My online subscription has officiallly ended — and naturally I would get flooded with emails today.
Son of a bitch! Sometimes I wish I wasn’t such a curious person (not really). But what I have learned from my two month long stint is that the chances of these emails being from someone I find interest in, are quite slim. But still…. what if? I can feel my credit card burning a hole in my pocket……
Alright, so I know that I need to give every-day-life meeting-people-spontaneously a decent shot. Or just back off completely. You know, sometimes I still think that rock I was hiding under is a pretty fucking awesome place to be…. it was just simply easier.
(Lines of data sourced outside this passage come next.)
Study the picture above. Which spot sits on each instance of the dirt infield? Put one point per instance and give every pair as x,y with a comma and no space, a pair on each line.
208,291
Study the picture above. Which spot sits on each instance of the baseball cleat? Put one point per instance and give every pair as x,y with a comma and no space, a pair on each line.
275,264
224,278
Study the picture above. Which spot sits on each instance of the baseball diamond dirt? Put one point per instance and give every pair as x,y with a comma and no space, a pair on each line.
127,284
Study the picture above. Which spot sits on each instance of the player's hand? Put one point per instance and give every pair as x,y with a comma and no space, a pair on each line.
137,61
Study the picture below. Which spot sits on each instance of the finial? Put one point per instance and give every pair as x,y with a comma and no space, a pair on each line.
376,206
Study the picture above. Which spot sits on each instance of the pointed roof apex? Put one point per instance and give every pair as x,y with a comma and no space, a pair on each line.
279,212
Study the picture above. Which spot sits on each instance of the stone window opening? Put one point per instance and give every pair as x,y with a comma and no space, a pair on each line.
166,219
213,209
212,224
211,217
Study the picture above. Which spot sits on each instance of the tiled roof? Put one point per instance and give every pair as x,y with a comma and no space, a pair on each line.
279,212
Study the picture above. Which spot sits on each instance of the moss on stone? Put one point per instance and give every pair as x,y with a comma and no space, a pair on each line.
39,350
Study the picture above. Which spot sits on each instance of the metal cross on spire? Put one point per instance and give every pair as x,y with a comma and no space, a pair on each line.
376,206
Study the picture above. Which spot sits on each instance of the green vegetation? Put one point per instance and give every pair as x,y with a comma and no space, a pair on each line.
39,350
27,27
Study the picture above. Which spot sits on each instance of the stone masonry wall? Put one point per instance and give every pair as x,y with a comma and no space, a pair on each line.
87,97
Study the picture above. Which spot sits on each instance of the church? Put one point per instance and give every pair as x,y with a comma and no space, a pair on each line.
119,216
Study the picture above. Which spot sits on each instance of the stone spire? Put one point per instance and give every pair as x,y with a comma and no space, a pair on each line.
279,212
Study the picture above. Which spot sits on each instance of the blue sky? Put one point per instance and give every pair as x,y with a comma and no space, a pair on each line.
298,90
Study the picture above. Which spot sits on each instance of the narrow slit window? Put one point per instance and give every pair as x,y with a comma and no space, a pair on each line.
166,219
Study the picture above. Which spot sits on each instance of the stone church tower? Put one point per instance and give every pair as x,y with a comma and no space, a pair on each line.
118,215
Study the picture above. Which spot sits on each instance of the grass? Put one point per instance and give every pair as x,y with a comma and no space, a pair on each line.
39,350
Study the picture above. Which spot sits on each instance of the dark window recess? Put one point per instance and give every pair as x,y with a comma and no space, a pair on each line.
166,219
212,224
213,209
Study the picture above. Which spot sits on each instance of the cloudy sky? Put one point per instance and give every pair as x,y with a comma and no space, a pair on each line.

I guess it is becoming quite clear that I am not really looking for/wanting/needing/(ready for) a relationship. I just want to meet people. I want to someday find myself in a situation where I meet this super kick ass friend, and then I have that epic “ah-ha!” moment one morning and realize that that friendship is evolving (rather than wanting to shrivel up and die over the thought of feeling stuck, suffocated, and criticized for all of eternity).
God, I watch way too many fucking movies.
I blame you, Disney.
What I do know, is that I need a bit of time to clear my head (and stop PMSing) and just forget about this whole thing for a bit. If after a couple weeks I decide to try again, sweet. If not, sweet.